El primer cielo de hoy, que todavía tiene colores de tatuaje sucio en esta hora del amanecer. A lo lejos, oscurecido, el perfil del monte. Y, más de cerca, las masas de los árboles como borrones de espesura textil afantasmada. Va llegando la luz con su pedrada clara. Los azules ceñudos empiezan entonces a hacerse débiles y desinteresados igual que una corteza cada vez más mondada. Hasta la transparencia.
El rayo que entra cada mañana en el salón da primero sobre la madera reluciente de un mueble, a la izquierda absoluta, justo contra la trencilla de la puerta que cubre el radiador. Y sube hasta estallar en el filete dorado de unos álbumes de fotografías con cantoneras. Yo lo estoy esperando siempre antes del alba. Dejo de hacer cualquier cosa y me dedico a perseguirlo sin moverme por no asustarlo. Lo veo entrar como al animal de la claridad. Saluda con su guante de oro, iluminando con su lametón esas pequeñas cosas de la república doméstica. Primero al mueble, luego a la pared blanca, después al tiesto y a la madera del suelo, por fin a la alfombra. Avanza así como una lengua lenta, una tromba muda de encendida calderilla. Así es como entra el verano en la casa cada mañana.

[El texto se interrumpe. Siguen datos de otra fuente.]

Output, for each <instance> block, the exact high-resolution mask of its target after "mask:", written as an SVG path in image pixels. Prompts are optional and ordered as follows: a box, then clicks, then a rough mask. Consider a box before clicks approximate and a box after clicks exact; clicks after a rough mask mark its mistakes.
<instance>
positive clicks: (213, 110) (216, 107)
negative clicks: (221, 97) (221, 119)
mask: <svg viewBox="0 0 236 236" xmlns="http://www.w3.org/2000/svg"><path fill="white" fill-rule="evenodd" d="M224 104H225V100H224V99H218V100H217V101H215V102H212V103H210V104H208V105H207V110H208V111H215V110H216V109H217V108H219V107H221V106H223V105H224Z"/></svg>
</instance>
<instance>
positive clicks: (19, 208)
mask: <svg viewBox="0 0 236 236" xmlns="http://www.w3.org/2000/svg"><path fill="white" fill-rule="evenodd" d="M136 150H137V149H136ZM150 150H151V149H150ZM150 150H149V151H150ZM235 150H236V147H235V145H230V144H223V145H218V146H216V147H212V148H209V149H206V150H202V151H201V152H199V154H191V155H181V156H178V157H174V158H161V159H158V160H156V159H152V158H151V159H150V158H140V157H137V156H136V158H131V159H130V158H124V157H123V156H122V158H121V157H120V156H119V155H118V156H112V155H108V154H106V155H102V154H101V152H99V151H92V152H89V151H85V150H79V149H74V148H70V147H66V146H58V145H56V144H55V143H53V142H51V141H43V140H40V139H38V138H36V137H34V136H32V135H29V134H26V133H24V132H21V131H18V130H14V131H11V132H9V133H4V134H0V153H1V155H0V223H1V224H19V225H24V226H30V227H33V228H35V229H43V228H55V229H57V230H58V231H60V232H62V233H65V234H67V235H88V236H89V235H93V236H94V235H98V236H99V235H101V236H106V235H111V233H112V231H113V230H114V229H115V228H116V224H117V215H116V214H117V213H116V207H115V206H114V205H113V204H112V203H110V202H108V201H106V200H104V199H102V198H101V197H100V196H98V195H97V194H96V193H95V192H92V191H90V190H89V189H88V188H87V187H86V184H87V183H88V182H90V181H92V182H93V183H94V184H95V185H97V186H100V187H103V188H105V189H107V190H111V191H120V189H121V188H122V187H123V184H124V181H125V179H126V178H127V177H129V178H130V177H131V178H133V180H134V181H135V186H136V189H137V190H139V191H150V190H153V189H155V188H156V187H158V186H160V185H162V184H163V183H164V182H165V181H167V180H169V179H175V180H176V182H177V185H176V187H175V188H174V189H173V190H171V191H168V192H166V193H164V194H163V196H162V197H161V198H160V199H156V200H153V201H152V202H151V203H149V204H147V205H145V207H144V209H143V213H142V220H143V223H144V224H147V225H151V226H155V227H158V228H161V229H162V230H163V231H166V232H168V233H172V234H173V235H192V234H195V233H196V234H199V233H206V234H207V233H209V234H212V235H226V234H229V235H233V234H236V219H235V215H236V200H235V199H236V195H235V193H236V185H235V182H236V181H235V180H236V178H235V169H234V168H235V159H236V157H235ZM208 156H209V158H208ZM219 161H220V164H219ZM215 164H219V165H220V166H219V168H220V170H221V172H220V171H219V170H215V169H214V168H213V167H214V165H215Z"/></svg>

La hembra de la familia gatuna, que ha salido. Rayada, de un parduzco sucio, su pelaje recuerda a esas alfombras de bayeta ajada que daría grima dejar resbalar bajo las uñas. Sin duda, va a buscar qué comer. Olisquea por la acera desierta y debajo de los coches aparcados. Creo que no hay nada. Nada de nada para ella y las crías. Se vuelve a la hura. Me planteo si no tendré que empezar a llevarles algo para que se alimenten.
El hombre que llama al timbre de casa es discapacitado. Sonríe parado mientras me alarga una credencial. “Soy el que vengo por navidad”, me dice antes de nada. Y el calor achicharrante que está haciendo hoy lo vuelve todo aún más irreal. Le compro un par de cosas: un folleto de pasatiempos y una pequeña revista de repostería. Se pone muy contento. Seguramente es que no lo esperaba. Y vuelve a sonreír al despedirse. “Pues hasta la navidad, señor”, me dice. Y se esfuma ascensor abajo hacia el calor, tal una aparición evanescente y alegre. Cierro la puerta. Entonces vuelvo a sudar.
Otra jornada de calor extremo. Pasaré a primera hora por la guarida de los gatos. No veo salir al macho hace ya días. “¿Y qué se cuece por ahí?”, dan ganas de asomarse y preguntarles.
En la playa de Las Catedrales, en la costa de Lugo. Una novia vestida de blanco que ha elegido ese escenario para el reportaje nupcial. La arena está mojada de la última marea y ella arrastra penosamente su vestido de hada manchado, mancillado sin remedio. Es como una sirena degradada por los dioses del mar y devuelta a la tierra. Busco con avidez curiosa al novio, que tiene que andar por aquí también. Está ahí, con un traje crema claro y un chaleco blanco, escondido bajo un promontorio de visera que forma uno de los farallones. Tiene el gesto hosco y los brazos cruzados con fastidio. Sin duda, querría desaparecer. Como si asistiera sin remedio a una tumultuosa violación, contempla impotente cómo los turistas, en su natural ordinariez, sacan sin disimulos, una y otra vez, fotos de la muchacha empozada en la nata embarrada y oscura de la arena húmeda, pataleando por arrancar de ella sus zapatos blancos, ya tan envilecidos.
En el pueblecito gallego, el amigo que me hace reparar en el letrero de un comercio. Domina la fachada y dice en letra generosa: DESDE 2012. O sea, desde anteayer, como quien dice. No deja de ser un buen ejemplo sobre lo efímero de estos tiempos en los que fundar y clausurar son a menudo acciones consecutivas que se dan la mano.